Some limitations of this meta-analysis should be addressed. First, the lack of the the detailed information about environment risk factors for cancer risk from included studies limited our further evaluation of potential gene–gene and gene–environment interactions. Second, the P value of the Hardy–Weinberg equilibrium of three included studies was less than 0.05, suggesting that these study populations were not representative of the broader target population. Despite these limitations, our meta-analysis had some strong advantages. This meta-analysis shed light on the association between HIF-1α polymorphisms and increased risk for various cancers. In addition, the quality of the included studies was satisfactory and met our inclusion criterion. Moreover, substantial numbers of cases and controls were pooled from different studies, which significantly increased the statistical power of the analysis. No publication bias was also found in the collected data.
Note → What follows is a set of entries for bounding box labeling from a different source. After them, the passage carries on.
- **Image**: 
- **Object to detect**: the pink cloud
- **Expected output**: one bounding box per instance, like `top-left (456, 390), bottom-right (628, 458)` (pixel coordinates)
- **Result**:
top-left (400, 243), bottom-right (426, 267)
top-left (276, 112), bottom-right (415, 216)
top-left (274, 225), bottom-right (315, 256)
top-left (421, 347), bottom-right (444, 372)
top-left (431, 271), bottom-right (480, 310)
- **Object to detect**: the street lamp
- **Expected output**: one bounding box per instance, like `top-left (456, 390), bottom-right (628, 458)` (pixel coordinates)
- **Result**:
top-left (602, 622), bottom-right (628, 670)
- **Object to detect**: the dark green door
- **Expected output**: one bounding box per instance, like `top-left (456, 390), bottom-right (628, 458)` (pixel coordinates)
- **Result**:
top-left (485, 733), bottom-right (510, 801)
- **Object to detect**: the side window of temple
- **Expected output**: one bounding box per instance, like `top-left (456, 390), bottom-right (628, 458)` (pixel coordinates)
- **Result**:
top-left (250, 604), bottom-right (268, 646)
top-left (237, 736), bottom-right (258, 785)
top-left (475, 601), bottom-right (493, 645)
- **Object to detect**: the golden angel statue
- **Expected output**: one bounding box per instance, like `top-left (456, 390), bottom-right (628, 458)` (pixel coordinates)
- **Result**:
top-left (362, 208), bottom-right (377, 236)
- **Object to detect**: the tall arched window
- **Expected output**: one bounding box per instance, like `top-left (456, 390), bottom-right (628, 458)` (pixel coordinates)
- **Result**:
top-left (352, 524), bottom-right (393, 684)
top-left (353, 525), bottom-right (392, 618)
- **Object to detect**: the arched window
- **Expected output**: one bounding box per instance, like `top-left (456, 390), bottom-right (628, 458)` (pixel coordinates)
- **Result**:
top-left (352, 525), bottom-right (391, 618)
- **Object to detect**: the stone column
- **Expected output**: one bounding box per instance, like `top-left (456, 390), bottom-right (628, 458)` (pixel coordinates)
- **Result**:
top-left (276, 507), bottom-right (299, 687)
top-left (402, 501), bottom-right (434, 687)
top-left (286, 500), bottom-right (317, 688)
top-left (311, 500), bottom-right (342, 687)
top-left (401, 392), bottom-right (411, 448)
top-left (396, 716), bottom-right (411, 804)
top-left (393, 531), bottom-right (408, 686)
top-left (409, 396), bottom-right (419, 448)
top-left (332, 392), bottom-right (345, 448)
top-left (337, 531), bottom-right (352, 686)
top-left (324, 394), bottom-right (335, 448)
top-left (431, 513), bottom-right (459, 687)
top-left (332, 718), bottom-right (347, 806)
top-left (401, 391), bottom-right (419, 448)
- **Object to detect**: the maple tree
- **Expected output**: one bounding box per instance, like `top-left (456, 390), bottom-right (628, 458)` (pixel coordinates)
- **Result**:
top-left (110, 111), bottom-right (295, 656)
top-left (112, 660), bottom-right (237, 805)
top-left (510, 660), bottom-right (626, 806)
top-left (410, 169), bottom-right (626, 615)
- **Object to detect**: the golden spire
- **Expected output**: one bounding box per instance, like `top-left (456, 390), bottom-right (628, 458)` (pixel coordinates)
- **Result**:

In summary, this meta-analysis provided insights into the association of HIF-1α 1772 C/T and 1790 G/A gene polymorphisms with cancer risk, supporting the hypothesis that HIF-1α polymorphisms are a susceptibility marker of cancer. However, large sample studies are warranted to validate our findings, especially in some types of cancer, such as breast cancer and cervical cancer. More studies on gene–gene and gene–environment interactions should also be considered in the future to obtain a more comprehensive understanding of the association between HIF-1α polymorphisms and cancer risk.
Supporting Information
Funding Statement
This work was supported by the Natural Science Foundation of China (number 81272504), the Innovation Team (number LJ201123 (EH11)), and Jiangsu Provincial Science and Technology Projects (BK2011854 (DA11)), and “333” Project of Jiangsu Province (BRA2012210 (RS12)), and research grants from Chinese Society of Clinical Oncology (T-H2010-033 (KA10)). The funders had no role in study design, data collection and analysis, decision to publish, or preparation of the manuscript.